Melancolia e tristeza eliminadas por um disparo

Alto Zaza, 16 de Janeiro de 1973

 

Espero bem que a minha última carta tenha levado vários dias a ler, compensando este largo espaço de tempo que estive sem pegar na caneta, para vos dar notícias. Como é que se explica um espaço de dez dias sem notícias?

Estive uns minutos parado a pensar na resposta à pergunta. Encontrei, não uma resposta, mas várias, todas elas pertinentes e explicativas desta pausa na escrita.

Estes dez últimos dias foram repletos de acontecimentos. Vi-me envolvido, em primeiro lugar, no problema que me levou de urgência para Quimbele. Foi uma gaita de um problema por causa do problema da gaita, que teve de ser reparada e afinada, para me poder proporcionar futuros concertos. Foi o que se pode considerar um conserto para futuros concertos. Com a gaita desconsertada, não pode haver consertação social. E, como elemento eminentemente social que sou, quero poder dar, mais tarde, quando me vir livre destes trabalhos forçados por terras angolanas, o meu contributo social para o País em que tive a felicidade de nascer. Não quero que a minha árvore genealógica se interrompa por causa de um desconserto na gaita. Espero vir a encontrar uma rosa em condições, sem espinhos aguçados, com quem possa formar um bom dueto para concertos amorosos. Como bom cidadão, espero poder contribuir para o aumento populacional do meu Portugal pequenino. Só com uma gaita bem afinada é possível dar bons concertos. Daí que, durante alguns dias, me vi confrontado com este problema da gaita e com pouca vontade para pegar na caneta.

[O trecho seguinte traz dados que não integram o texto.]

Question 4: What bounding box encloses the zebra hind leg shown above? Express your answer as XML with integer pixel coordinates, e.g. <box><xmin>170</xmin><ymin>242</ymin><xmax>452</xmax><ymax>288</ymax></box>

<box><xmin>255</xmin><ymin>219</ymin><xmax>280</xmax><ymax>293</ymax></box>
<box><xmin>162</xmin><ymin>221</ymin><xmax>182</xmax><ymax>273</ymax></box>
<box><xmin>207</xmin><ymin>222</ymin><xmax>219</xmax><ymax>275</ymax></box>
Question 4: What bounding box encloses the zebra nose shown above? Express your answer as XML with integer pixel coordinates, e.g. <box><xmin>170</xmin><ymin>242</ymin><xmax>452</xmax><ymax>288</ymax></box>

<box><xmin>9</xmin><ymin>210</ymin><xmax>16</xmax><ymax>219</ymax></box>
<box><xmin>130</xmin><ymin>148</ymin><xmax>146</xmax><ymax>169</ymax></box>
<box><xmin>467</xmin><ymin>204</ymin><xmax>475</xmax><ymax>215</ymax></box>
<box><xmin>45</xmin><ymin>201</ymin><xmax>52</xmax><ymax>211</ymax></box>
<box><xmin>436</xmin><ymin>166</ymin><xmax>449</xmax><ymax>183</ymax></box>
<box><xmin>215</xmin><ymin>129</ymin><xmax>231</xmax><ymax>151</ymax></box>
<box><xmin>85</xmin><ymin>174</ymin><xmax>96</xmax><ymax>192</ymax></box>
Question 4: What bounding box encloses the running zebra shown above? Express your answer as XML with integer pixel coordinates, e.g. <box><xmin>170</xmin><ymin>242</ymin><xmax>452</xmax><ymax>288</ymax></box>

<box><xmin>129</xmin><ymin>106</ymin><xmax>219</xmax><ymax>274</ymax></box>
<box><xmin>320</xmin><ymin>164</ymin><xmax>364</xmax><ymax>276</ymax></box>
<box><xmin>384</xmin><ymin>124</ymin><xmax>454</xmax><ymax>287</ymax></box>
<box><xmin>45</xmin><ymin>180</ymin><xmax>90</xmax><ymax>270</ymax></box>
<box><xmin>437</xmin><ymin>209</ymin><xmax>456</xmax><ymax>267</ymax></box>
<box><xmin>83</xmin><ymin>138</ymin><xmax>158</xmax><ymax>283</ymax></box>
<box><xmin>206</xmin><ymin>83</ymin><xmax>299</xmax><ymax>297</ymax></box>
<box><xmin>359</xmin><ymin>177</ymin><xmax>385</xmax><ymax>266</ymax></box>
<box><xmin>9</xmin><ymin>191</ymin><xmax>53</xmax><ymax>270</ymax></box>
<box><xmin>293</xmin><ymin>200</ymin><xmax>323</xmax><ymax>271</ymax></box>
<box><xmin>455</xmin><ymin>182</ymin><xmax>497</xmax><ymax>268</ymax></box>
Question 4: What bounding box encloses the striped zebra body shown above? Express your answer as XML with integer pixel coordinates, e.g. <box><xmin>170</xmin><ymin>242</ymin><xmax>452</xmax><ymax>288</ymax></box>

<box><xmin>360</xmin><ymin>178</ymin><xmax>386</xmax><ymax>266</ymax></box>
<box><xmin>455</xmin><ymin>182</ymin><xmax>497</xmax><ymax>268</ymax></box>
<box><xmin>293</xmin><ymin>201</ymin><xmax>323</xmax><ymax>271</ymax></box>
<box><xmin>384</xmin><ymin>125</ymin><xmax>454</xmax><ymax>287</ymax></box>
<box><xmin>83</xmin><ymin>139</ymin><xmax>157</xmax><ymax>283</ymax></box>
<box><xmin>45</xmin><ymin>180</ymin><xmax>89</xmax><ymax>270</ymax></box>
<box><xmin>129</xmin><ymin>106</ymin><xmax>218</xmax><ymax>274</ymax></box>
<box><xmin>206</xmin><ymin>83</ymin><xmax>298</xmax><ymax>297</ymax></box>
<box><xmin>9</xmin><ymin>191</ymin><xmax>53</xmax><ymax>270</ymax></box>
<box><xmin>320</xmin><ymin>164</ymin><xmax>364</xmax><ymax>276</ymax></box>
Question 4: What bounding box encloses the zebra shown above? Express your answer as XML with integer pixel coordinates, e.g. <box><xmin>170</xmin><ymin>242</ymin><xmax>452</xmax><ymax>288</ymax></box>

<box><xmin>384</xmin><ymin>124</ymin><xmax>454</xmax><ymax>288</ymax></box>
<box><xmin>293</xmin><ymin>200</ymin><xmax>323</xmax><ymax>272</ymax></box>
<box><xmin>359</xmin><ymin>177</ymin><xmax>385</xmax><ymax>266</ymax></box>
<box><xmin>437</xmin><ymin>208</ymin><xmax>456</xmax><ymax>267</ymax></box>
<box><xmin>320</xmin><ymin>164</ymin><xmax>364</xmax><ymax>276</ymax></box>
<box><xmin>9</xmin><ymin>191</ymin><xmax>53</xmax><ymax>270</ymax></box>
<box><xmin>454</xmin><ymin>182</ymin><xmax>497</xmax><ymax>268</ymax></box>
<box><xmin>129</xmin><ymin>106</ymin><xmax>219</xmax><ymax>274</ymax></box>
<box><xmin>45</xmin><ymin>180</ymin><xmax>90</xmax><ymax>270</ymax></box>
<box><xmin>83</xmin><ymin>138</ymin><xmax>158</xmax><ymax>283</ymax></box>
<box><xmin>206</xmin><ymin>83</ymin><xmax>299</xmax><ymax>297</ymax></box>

Mas esta não é a única resposta à pergunta. Encontrei outras tão válidas como a primeira e quase tão importantes. Vi-me envolvido em frequentes viagens entre Quimbele e o destacamento, tendo permanecido a maior parte do tempo na sede da Companhia, facto que se revelou incompatível com a caneta.

O contacto com meios sociais mais evoluídos que a mata, onde tenho passado estes últimos meses, é inimigo das minhas conversas convosco. O excesso de companhias e os convívios uns com os outros são inimigos da escrita. Longe do sossego do destacamento, as ideias e a necessidade destas conversas tornam-se arredias. Se o grande e único épico da nossa literatura não tivesse andado isolado e distante da terra pátria por terras do Oriente, se não estivesse desterrado e enterrado numa gruta na companhia de um criado indígena, nunca teria sentido os espinhos da saudade, nunca teria tido a possibilidade de nos deixar aquelas magníficas estâncias d’ Os Lusíadas.

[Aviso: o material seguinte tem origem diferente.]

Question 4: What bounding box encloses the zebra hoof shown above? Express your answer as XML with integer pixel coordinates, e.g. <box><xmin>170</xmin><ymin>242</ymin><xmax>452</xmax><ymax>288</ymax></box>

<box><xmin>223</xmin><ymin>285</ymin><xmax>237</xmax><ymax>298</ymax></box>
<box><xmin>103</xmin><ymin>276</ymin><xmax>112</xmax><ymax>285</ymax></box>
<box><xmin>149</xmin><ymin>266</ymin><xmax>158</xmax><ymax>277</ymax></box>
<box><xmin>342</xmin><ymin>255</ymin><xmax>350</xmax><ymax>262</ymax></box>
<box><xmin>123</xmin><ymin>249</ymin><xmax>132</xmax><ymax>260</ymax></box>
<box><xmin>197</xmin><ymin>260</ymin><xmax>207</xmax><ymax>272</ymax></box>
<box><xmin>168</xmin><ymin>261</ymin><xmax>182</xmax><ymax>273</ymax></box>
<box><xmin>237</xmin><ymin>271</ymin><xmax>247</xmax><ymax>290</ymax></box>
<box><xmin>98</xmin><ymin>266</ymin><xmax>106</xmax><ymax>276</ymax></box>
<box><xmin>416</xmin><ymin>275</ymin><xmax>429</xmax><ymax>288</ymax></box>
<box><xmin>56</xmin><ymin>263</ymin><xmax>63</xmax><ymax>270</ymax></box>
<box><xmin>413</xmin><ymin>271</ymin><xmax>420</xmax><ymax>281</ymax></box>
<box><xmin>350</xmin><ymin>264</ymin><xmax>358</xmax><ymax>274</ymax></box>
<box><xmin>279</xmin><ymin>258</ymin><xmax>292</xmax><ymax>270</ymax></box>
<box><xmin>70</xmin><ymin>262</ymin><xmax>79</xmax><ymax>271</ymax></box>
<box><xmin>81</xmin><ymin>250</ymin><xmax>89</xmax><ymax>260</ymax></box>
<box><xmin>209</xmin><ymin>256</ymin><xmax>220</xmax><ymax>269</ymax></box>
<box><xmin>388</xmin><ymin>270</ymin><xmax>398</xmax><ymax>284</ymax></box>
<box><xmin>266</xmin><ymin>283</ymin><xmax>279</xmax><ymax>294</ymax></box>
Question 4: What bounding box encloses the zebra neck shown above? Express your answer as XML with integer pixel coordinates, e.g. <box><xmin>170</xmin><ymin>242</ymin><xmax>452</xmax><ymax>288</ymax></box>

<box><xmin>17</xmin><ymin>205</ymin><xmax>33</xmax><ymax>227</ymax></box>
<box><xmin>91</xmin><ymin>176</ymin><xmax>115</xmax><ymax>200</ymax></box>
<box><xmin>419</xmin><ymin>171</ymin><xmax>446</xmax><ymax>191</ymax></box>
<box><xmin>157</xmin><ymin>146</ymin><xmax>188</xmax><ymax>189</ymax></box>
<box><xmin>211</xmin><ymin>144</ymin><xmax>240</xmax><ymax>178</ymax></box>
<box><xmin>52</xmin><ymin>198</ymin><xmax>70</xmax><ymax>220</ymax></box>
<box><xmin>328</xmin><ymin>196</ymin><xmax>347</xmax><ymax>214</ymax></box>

É preciso estarmos isolados e longe de familiares e amigos para que as ideias comecem a fluir abundantemente. As saudades da vossa companhia começam a picar-nos como espinhos aguçados. E não temos outra solução senão procurarmos o lenitivo para a dor na conversa, através deste modesto recurso, que nos é proporcionado pela caneta e pelas folhas dos aerogramas, sobre as quais ficam registadas as nossas palavras, que depois voam até junto de vós. E vão com elas as nossas mágoas, as nossas saudades, os nossos desabafos, e este registo escrito dos acontecimentos e das minhas reflexões.

O mais interessante disto tudo é que, quando estou concentrado na escrita, tenho a sensação de ouvir as palavras e os pensamentos dos pais. Ouço muitas vezes as vossas palavras e pensamentos, quando estou isolado neste planalto do Alto Zaza. Será que, nesses momentos, o pai e a mãe estarão a pensar e a falar de mim? Seguramente, não passam de ilusões geradas pela imaginação, que deste modo procura colmatar e minorar a necessidade da vossa presença, que esta ausência e isolamento mais aumentam.

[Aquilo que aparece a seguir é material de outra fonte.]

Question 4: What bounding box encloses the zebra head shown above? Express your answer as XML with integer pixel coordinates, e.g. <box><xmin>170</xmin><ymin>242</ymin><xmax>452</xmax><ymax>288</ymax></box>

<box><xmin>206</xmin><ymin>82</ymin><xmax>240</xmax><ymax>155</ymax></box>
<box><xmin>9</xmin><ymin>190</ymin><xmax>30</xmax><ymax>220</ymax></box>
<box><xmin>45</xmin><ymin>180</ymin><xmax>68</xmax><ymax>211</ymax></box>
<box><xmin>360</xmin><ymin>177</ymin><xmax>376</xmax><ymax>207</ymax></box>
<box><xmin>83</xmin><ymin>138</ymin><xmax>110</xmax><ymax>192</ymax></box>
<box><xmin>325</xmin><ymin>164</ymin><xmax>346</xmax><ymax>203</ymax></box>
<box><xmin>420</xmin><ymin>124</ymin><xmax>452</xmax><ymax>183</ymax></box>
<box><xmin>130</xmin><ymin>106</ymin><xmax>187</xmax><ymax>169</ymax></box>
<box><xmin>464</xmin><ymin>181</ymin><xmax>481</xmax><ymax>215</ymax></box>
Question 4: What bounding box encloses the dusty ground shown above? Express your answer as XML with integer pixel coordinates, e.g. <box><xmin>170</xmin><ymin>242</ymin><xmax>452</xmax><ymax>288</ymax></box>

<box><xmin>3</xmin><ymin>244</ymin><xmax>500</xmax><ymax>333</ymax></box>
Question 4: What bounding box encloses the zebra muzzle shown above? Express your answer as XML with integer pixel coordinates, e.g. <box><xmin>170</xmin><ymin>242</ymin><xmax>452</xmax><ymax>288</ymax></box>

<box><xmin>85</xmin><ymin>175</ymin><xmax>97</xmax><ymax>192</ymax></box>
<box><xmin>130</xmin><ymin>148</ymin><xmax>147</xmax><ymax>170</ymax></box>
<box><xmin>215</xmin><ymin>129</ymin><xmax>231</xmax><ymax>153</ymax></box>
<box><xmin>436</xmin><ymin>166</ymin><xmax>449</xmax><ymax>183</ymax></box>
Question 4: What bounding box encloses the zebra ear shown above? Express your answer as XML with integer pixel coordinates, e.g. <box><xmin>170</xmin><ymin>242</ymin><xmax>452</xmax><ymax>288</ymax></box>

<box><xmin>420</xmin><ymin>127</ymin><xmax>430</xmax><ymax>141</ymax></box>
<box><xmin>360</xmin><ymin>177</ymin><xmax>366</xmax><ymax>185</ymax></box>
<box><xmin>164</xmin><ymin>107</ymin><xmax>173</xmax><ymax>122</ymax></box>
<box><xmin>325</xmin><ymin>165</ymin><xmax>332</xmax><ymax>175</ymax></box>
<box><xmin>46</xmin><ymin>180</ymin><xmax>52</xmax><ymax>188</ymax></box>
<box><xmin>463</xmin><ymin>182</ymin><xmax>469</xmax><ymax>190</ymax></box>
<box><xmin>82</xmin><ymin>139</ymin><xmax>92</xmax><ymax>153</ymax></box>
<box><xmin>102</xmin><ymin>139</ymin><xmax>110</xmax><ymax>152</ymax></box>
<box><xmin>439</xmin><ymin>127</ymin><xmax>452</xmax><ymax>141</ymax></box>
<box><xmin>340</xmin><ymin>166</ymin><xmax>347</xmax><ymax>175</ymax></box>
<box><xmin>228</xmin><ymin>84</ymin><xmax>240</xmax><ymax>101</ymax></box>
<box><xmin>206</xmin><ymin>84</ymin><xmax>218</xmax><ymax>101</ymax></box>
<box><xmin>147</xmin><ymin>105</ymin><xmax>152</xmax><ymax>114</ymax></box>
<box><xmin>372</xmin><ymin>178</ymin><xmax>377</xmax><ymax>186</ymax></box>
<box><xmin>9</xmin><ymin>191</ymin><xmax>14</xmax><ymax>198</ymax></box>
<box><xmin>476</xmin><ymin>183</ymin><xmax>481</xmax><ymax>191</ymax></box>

Escola Primária Nº 1 de Espinho, em 8 de Setembro de 1963.

A necessidade da vossa companhia e do contacto com as terras em que vivi e passei a minha infância é tão forte, que tenho, por vezes, a sensação de ouvir o barulho do mar, aquele barulho que ouvia, em miúdo, quando vivíamos em Espinho, e que me chegava, nas noites tempestuosas de Inverno, pelo postigo do telhado. Era um postigo rectangular de diminutas dimensões, que permitia a entrada de luz e ar naquele quarto em que dormia, situado entre o tecto da sala de aula e o telhado. Era um quarto pequeno, simétrico de outro existente na residência ao lado da nossa. Eram dois quartos que ficavam situados nas partes laterais do edifício central, por cima das salas de aulas contíguas, entre estas e o telhado, para aumento do espaço habitável das duas residências dos professores, no corpo central do edifício da Escola Primária N.º 1 de Espinho. Até desta casa, onde vivi os meus primeiros dezasseis anos de vida, sinto saudades!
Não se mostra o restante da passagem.